AI applications in lumbar and lumbosacral pedicle screw placement: a systematic review of limited evidence and future directions

Search results

The MeSH terminology was used to identify 1,492 articles in total that were searched from various online sources, including BASE (1,296), PubMed (53), and ScienceDirect (143), respectively. 1,168 articles remained after implementing the exclusion criteria, and 91 articles after using the inclusion criteria. From 91 articles, we selected only 14 for organization and analysis using the PICO format. We applied the systematic reviews and meta-analyses (PRISMA) for the study selection process, as shown in the flow diagram in Fig. 1.

Fig. 1Fig. 1

PRISMA flow diagram of systematic review

All the selected articles were retrospective studies at 64.29% and prospective studies at 35.7%. Of the studies, 12 (85.7%) focused only on the lumbar or lumbosacral segment, whereas 2 (14.3%) included the whole spine but provided data relevant to the lumbar region. The perioperative period was observed, and it was found that the intraoperative phase was at 50.0%, followed by the preoperative phase at 28.6%, the postoperative phase at 14.3%, and both the pre- and intraoperative phases at 7.1%, respectively. The most common image modalities for AI applications in pedicle screw fixation were CT and CBCT scans at 35.7%, followed by radiography at 21.4%, the combination of at least two modalities at 21.4%, and MRI at 7.1%, respectively. In addition, 14.3% came from RGB or RGBD video sources and stereo camera images. The relevant characteristics of the included studies, including study designs, population, sample size, perioperative phase, image modalities, AI models, applications, and key findings, are presented in Table 1. Furthermore, what is the basic principle of each AI model, and why does it fit this task? was shown in Table 2.

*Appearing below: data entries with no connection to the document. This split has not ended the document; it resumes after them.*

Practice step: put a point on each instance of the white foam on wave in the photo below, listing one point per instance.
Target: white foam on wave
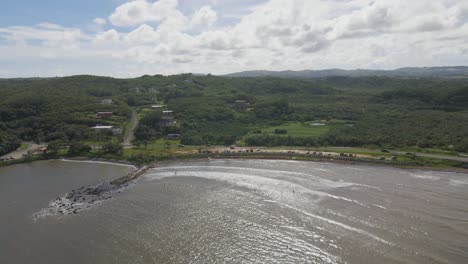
(425, 176)
(336, 223)
(458, 182)
(100, 162)
(254, 171)
(268, 184)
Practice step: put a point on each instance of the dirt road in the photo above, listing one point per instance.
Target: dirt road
(130, 134)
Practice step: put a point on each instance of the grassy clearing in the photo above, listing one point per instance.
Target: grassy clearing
(306, 129)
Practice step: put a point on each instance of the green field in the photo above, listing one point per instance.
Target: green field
(306, 129)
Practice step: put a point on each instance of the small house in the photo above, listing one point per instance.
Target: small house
(104, 115)
(157, 107)
(240, 105)
(107, 101)
(173, 136)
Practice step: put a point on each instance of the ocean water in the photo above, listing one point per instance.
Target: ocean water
(237, 211)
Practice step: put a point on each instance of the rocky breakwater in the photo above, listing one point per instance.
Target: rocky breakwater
(87, 197)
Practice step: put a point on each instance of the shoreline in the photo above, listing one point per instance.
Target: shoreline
(256, 156)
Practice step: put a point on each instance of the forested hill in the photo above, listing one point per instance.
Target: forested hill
(410, 72)
(260, 111)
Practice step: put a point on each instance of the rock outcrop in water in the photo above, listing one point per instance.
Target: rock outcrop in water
(87, 197)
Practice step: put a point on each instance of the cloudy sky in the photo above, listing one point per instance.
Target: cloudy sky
(131, 38)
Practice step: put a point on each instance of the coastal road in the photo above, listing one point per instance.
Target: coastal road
(18, 154)
(426, 155)
(130, 134)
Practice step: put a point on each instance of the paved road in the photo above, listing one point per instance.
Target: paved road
(131, 135)
(18, 154)
(427, 155)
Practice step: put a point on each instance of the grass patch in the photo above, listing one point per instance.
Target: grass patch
(306, 129)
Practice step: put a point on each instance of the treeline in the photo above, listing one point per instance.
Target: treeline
(8, 143)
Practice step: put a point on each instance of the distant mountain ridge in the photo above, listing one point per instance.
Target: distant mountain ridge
(408, 72)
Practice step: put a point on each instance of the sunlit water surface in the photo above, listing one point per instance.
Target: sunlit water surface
(251, 211)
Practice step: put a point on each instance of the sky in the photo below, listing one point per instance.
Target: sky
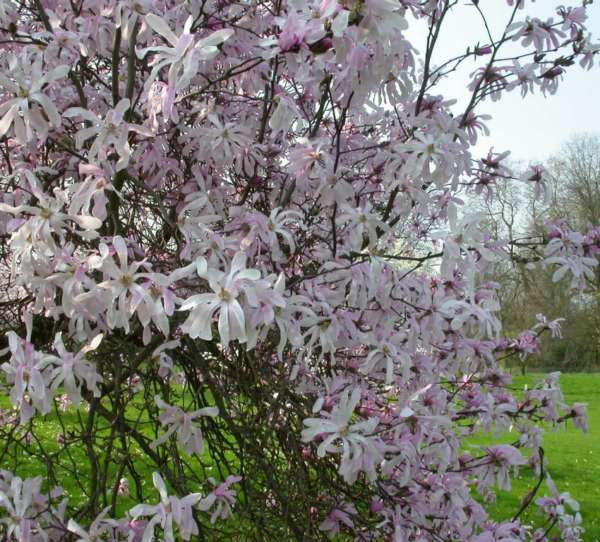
(534, 128)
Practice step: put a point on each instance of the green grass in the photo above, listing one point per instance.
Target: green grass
(573, 459)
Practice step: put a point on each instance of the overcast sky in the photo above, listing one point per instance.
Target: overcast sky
(533, 128)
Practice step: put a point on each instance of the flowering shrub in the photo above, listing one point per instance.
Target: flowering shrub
(233, 258)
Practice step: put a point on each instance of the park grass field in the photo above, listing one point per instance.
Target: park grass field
(573, 458)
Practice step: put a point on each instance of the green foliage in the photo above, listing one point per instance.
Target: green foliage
(573, 458)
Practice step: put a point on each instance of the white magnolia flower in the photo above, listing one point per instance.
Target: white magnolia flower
(226, 291)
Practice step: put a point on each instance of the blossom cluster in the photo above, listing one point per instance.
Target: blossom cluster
(234, 230)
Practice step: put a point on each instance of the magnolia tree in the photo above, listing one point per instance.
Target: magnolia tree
(239, 298)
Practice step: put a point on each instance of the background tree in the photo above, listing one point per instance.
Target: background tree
(514, 213)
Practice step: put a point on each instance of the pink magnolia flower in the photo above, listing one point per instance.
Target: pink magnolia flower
(183, 57)
(170, 510)
(226, 290)
(17, 501)
(189, 436)
(112, 131)
(223, 497)
(26, 80)
(355, 437)
(72, 370)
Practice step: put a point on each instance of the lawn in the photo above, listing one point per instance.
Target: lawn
(573, 458)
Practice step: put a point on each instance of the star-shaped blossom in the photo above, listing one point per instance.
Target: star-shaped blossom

Table 1 Technical Performance and Clinical Analysis of AI Models in Spinal SurgeryTable 2 Technical principles of AI models in spinal surgery

Moreover, we found that 78.6% of the AI models included in the strategy were identifiable, whereas 21.43% were unidentified models, which referred to deep learning (DL) or machine learning (ML). The researchers selected architecture, which was a subset of DL, at a rate of 92.9%. U-Net-based architecture was the most prevalent DL model, representing 28.6%. Approximately 71.4% of articles effectively implemented their strategy with a singular model without integration with others. Furthermore, half of the overall research articles utilized AI models for image segmentation in comparison to other applications. We divided the successful application of AI models related to PS into four different categories, as illustrated in Fig. 2.

Fig. 2Fig. 2

The application of AI models related to PS has been divided into four main categories: segmentation, object detection, registration, and others

Various AI models were applied to automate surgical tasks. These are divided into four groups: Segmentation (outlining bones), Detection (localizing landmarks or implants), Registration (aligning preoperative plans with intraoperative anatomy), and Others (such as image enhancement and modality synthesis), as shown in Table 1; Fig. 2. The results are described below.

Segmentation

Various model types were identified, including FCN, nnU-Net, and 2D-U-Net, alongside unspecified ML and DL architectures. In terms of pure accuracy, results varied by data source. As an example, Burström et al. [5] found an automated segmentation accuracy of 86.1%, which increased up to 95.4% when patients with severe spinal deformities were not evaluated. Similarly, the FCN model by Esfandiari et al. [9] achieved 93.0% accuracy on synthetic X-rays, though this dropped to 83.0% on clinically realistic images.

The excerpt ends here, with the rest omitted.